The European Data Protection Board (EDPB) adopted recommendations to assist data exporters with evaluating countries to ensure that they are adhering to the bloc’s level of protection under the EU General Data Protection Regulation (GDPR) and finding further measures as needed.
“Supervisory authorities will continue exercising their mandate to monitor the application of the GDPR and enforce it,” the EDPB said in its recommendations. “Supervisory authorities will pay due consideration to the actions exporters take to ensure that the data they transfer is afforded an essentially equivalent level of protection.”
While mapping all transfers of personal information to third countries can be a challenging exercise, the board recommends that exporters know their transfers as a first step. Then, exporters should verify the tool on which their transfer depends if the European Commission hasn’t decided that the country, region or actor to which they are transferring data is adequate.
After that time, the board recommends that exporters find if anything in the legislation or practice of the third country could hamper the effectiveness of appropriate security measures of the transfer tools that they are depending on in the context of their transfers.
If their assessment finds that the third country’s law hampers the effectiveness of the Article 46 GDPR transfer tool they use or plan to use, the board recommends that exporters find and implement supplementary measures.
The board identified five main Article 46 GDPR transfer tools.

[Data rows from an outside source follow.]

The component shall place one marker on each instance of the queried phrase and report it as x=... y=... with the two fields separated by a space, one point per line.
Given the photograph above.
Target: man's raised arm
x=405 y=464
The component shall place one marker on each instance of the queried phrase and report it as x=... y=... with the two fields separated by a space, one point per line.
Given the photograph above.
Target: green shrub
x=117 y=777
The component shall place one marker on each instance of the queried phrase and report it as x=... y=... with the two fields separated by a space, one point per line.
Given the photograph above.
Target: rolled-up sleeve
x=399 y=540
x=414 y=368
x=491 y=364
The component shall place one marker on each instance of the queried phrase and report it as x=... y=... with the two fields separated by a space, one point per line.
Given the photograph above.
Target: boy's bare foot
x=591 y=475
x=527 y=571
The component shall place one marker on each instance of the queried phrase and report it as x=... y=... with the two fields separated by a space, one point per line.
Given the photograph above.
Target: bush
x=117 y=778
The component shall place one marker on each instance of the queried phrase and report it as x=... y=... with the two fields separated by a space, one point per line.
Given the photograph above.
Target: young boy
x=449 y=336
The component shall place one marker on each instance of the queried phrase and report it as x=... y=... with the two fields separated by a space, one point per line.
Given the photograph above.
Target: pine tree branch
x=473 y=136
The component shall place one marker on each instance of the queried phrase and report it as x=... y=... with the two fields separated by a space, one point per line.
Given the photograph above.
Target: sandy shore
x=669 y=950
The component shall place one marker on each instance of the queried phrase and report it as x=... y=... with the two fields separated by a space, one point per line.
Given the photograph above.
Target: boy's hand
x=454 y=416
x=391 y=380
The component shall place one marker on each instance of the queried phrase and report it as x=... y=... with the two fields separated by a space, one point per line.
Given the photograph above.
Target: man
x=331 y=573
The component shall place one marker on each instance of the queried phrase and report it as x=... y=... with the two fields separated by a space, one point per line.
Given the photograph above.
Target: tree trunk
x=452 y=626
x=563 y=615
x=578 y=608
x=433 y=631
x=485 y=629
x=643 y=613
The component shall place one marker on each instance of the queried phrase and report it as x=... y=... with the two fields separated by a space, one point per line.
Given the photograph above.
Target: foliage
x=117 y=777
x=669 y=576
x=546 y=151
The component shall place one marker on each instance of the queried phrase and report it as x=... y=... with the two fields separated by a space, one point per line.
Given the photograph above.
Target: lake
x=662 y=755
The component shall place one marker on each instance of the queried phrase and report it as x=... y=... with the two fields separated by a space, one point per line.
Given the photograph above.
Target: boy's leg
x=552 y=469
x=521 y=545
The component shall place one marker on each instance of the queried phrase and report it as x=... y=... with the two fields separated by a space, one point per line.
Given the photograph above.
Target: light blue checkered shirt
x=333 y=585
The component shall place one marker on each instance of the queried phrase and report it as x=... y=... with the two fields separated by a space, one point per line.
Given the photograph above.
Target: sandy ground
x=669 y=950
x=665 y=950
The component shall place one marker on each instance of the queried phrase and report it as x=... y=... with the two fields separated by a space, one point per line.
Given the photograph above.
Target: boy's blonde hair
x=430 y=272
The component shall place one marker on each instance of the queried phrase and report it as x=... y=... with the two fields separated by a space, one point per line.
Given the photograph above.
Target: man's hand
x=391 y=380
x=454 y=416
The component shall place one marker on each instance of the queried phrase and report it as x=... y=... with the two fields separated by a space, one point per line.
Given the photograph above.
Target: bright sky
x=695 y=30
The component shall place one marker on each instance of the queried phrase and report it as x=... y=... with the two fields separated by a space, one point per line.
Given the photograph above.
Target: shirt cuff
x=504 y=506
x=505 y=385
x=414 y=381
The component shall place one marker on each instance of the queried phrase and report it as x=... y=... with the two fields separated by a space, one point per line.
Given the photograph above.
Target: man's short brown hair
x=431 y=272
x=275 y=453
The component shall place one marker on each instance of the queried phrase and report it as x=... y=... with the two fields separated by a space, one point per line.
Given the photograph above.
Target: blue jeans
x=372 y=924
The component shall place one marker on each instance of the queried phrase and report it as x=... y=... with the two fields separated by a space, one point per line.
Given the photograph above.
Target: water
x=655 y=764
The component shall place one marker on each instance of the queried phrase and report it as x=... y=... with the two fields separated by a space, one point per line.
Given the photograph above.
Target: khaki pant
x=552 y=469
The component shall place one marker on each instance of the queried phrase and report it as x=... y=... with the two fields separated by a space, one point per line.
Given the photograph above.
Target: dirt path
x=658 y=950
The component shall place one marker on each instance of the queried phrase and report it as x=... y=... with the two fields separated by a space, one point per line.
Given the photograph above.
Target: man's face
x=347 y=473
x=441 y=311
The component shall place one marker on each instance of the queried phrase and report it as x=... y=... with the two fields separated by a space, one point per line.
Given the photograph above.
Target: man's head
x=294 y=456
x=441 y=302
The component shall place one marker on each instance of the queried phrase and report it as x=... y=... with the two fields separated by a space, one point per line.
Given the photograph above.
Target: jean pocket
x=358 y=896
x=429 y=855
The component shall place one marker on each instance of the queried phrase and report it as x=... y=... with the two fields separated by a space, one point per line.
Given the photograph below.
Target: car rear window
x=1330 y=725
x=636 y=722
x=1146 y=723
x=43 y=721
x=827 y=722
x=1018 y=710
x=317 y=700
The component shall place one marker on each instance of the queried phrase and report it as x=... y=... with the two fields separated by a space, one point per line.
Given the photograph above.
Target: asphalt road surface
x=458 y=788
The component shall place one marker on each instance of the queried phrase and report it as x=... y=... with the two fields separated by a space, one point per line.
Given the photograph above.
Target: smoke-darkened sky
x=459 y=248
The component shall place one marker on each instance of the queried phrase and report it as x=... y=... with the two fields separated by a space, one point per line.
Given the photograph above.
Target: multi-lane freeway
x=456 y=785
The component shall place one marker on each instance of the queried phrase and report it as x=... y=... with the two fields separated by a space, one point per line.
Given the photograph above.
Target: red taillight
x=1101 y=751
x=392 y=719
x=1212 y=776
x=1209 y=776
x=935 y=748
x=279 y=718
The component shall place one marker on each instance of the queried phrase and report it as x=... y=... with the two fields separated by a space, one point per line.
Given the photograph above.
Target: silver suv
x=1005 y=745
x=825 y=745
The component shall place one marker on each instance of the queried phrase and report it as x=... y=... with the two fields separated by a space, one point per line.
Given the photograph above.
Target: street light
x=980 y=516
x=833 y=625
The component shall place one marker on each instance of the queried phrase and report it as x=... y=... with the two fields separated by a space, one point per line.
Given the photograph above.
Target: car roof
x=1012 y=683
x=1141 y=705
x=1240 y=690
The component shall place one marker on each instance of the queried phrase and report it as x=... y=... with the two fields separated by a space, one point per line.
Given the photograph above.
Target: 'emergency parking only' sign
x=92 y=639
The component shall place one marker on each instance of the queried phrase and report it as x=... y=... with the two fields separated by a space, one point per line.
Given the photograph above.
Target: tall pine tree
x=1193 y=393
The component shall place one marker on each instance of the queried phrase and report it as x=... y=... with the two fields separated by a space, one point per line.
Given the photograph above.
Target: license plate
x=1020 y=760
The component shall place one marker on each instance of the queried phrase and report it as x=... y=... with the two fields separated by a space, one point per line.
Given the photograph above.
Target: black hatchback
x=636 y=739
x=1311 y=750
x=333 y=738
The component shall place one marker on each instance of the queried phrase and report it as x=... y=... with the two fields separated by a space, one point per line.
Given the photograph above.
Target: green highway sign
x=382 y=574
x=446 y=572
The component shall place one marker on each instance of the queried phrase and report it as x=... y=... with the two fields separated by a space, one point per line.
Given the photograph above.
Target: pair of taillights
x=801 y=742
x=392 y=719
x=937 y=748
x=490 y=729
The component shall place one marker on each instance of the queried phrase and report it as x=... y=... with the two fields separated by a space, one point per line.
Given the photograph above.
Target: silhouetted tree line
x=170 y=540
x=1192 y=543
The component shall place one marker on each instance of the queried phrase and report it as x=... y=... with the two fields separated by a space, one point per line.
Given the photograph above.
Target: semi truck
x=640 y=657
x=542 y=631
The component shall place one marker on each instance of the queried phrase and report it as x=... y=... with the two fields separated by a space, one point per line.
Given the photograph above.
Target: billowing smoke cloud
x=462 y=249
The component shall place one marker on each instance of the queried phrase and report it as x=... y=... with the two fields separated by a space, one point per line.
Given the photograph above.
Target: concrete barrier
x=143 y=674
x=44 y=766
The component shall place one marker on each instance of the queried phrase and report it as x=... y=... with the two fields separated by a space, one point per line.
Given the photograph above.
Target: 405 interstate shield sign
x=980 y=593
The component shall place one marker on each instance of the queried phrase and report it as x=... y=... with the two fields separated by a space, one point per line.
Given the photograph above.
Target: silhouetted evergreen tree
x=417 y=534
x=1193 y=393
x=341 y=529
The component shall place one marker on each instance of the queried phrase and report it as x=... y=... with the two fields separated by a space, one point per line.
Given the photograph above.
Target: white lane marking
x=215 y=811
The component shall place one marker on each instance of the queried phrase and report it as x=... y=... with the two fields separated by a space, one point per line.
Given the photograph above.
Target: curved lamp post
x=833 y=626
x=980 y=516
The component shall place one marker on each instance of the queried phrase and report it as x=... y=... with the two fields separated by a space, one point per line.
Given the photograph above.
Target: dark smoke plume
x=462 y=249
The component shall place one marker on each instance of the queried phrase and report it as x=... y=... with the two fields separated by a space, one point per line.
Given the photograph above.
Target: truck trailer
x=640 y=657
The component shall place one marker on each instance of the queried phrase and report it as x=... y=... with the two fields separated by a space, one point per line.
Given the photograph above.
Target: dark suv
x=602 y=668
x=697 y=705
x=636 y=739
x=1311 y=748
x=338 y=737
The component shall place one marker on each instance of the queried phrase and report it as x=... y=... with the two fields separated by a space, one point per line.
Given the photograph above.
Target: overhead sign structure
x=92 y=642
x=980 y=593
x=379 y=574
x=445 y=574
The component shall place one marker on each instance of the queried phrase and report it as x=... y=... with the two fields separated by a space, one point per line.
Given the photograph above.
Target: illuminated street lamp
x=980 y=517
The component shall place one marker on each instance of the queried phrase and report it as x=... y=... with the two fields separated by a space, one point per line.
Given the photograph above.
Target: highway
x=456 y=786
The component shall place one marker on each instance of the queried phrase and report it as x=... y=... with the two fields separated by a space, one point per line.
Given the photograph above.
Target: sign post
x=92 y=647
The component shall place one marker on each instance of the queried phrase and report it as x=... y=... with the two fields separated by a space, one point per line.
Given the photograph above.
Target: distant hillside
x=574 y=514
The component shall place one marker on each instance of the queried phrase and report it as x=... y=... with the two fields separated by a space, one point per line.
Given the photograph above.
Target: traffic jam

Those include binding corporate rules, standard data protection clauses, certification mechanisms, codes of conduct and ad hoc contractual clauses.
As another step, the board recommends that exporters take any formal procedural measures that may be needed for the implementation of an exporter’s supplementary measure.
And, at appropriate points in time, the board also recommends that exporters take another look at the level of protection for the information they transfer to third countries and see if there have been, or will be, any changes that could impact it.
While the European Commission said in a June report that the GDPR is “an overall success,” additional actions are required — particularly among small- to medium-sized businesses (SMBs) — to promote what one top official called “vigorous enforcement.”